In microalgae, powerful MIMS methods have been developed that allow selected inorganic carbon flows and carbonic anhydrase activities to be measured directly. Carbonic anhydrase is an enzyme, pervasive in inorganic carbon delivery pathways, that catalyzes the hydration of CO2 and dehydration of HCO3-. We modified and extended these methods to corals, developing new models to analyze data on macroscopic organisms such as corals. We showed that corals possess an external, surface-associated carbonic anhydrase that converts HCO3- to CO2 for use in photosynthesis. This pathway supplies about half of the CO2 for net photosynthesis.  Using these newly developed methods, internal carbonic anhydrase activity was measured and found to be quite high in coral tissues. Current conceptual models of inorganic carbon processing in corals posit multiple, critical roles for these internal carbonic anhydrases. Our work showed that there is sufficient carbonic anhydrase activity in coral tissues to fulfill these proposed roles. Finally, we showed that inorganic carbon is scarce for algal symbionts of corals, through measurements of inorganic carbon affinities of corals and isolated symbiotic algae. This finding is surprising given the abundance of inorganic carbon in seawater, and we hypothesize that coral hosts limit the inorganic carbon supply to their symbionts to control photosynthesis.

Directly determining the concentration of inorganic carbon and related chemical forms within corals is extremely difficult. Microelectrodes are one tool that can provide such data, but their use requires much experimentation and care. We used microelectrodes sensitive to CO32-, H+, and Ca2+ to continuously measure these chemicals in corals as the microelectrode was passed through coral tissue. With this approach, we were able to directly measure the CO32- concentration in the calcifying fluid of corals for the first time. Coral skeletons are made of calcium carbonate (CaCO3), which is precipitated from the calcifying fluid. Consequently, the CO32- concentration in the calcifying fluid partially controls the rate of new skeleton formation and may be modified by ocean acidification. Our measurements indicated that corals achieve rapid rates of calcification by raising pH to very high levels, while keeping total inorganic carbon concentrations in the calcifying fluid low. The microelectrode profiles produced an abundance of novel data, for further study.

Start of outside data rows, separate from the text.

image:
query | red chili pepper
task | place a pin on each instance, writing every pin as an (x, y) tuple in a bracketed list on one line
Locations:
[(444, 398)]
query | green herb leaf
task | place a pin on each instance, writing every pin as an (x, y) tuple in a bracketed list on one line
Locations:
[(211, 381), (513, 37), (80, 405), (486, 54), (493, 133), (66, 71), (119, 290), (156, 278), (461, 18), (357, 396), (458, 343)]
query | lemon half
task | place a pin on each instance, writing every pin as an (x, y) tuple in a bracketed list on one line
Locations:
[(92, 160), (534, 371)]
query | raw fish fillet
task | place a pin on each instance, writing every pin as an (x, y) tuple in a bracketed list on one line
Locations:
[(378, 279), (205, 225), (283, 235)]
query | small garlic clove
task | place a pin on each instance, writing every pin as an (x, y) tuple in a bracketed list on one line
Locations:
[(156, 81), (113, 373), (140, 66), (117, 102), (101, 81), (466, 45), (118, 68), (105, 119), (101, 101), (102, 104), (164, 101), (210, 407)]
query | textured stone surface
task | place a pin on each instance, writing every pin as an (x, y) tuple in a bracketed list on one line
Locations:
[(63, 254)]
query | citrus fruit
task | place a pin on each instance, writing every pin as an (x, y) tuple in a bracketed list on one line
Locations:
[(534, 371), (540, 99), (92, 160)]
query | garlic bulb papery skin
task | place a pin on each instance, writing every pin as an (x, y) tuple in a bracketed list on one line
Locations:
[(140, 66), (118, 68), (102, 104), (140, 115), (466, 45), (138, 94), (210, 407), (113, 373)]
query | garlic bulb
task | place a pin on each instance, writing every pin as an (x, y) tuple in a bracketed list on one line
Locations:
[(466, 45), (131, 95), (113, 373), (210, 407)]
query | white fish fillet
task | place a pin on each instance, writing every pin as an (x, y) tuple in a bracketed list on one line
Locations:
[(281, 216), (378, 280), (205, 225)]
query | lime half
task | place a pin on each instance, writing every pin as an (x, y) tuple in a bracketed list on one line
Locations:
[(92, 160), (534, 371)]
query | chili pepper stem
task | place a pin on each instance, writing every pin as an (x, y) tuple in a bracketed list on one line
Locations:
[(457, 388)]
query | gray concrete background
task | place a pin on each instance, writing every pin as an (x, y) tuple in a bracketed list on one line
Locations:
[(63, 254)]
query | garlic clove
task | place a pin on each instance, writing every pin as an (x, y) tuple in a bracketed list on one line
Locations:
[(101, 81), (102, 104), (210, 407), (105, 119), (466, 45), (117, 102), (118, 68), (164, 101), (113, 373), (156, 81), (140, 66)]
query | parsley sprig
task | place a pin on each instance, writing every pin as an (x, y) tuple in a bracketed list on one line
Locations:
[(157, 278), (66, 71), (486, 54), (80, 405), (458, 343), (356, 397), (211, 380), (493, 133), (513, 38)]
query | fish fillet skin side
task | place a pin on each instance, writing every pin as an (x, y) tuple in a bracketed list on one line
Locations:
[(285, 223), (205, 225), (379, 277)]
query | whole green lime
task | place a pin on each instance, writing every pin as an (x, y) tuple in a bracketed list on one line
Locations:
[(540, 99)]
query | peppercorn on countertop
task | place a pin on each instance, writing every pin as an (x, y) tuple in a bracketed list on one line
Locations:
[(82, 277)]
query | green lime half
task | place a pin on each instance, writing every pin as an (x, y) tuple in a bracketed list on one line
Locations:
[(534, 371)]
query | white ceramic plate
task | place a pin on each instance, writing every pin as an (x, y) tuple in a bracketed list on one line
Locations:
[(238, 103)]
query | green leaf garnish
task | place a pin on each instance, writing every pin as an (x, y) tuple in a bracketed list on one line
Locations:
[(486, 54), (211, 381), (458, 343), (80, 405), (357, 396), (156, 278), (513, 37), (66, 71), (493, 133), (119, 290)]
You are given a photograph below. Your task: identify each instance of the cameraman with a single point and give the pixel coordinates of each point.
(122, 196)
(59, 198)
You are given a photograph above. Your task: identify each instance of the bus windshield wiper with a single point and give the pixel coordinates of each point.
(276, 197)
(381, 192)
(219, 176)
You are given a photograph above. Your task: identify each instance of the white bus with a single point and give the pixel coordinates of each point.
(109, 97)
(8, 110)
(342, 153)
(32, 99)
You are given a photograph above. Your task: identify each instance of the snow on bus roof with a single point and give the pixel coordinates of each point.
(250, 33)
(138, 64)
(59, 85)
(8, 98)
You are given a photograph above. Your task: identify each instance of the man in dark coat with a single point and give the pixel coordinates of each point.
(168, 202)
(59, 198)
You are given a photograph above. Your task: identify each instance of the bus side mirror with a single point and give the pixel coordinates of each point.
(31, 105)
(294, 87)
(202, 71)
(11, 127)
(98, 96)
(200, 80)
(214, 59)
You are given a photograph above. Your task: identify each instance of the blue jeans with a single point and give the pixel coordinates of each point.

The final focus of our work was integrative modeling to provide a more detailed understanding of inorganic carbon flows and probe ways in which these flows may change under ocean acidification. We developed a simple but powerful model of inorganic carbon processing in corals that represents the major biological compartments (diffusive boundary layer, oral tissue, coelenteron, aboral tissue, calcifying fluid) and fluxes (photosynthesis, calcification, bicarbonate transport, CO2/HCO3- interconversion). The model was constrained with data from the literature and new information obtained as part of this project. The model is capable of reproducing observed rates of photosynthesis, calcification, and their isotopic compositions showing progress in understanding the magnitude of and interdependence between these processes.

Several graduate students participated in this project, including one student who obtained their PhD and one who obtained their masters working on this research. A new teaching module on ocean acidification was developed. A mini-symposium on symbiosis was held each year drawing participants from throughout the southeast.

In summary, this project advanced our understanding of inorganic carbon supply pathways in corals and provided new approaches to studying this and related processes. This research thus helps us to better understand how ocean acidification affects corals.